Server hung and last log defrag


#1

Hi,

Our server suddenly hung and need to restart the box to bring it back to live. aerospike log at the time of server hung is as follows,

Dec 27 2018 03:46:35 GMT: INFO (drv_ssd): (drv_ssd.c:2115) {namesapce} /dev/sdf: used-bytes 122008425472 free-wblocks 2428167 write-q 0 write (9919034,3.3) defrag-q 11 defrag-read (9772465,3.7) defrag-write (4731407,1.5)

Could you please help me to find the root cause?


#2

Was it OOM?

grep -i 'killed process' /var/log/messages

When you say ‘hung’ was the process still running?

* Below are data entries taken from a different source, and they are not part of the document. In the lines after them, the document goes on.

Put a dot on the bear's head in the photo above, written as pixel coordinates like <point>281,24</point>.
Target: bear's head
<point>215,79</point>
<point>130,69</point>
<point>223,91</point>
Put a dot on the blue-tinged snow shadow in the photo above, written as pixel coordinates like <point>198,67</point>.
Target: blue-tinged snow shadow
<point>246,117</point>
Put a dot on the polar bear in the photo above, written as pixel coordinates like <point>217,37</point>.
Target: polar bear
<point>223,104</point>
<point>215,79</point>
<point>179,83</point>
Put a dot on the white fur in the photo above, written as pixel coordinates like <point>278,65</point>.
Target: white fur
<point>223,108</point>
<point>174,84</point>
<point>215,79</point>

What version of Aerospike are you running?


#3

Yes process was in running status and version 3.13.0.11

running on Ubuntu 14.04.5 LTS (GNU/Linux 3.13.0-162-generic x86_64)


#4

How did you verify that the proctwas still running?


#5

/etc/init.d/aerospike status

it took long time to return a result.

Also ACM shows node down status.

Then we restarted the node box twice to bring online


#6

What was the output of the grep command I provided?


#7

grep: /var/log/messages: No such file or directory


#8

Try

grep -i 'killed process' /var/log/syslog

You may need to see if there is a archived log from the date of this incident.


#9

No result. Empty


#10

Since it has been several days, the logs have probably been archived into a .gz file.

You will need to gcat the archived file from the date of this incident and grep for that string.

Typically when logs suddenly come to a halt it indicates that the process was killed by the kernel’s OOM killer which could mean that your configuration over utilizes this machine.


#11

[ 16.809047] init: failsafe main process (1208) killed by TERM signal

1hr back same issue happened and we had to restart the server. Above what i got from log.


#12

This would be unrelated.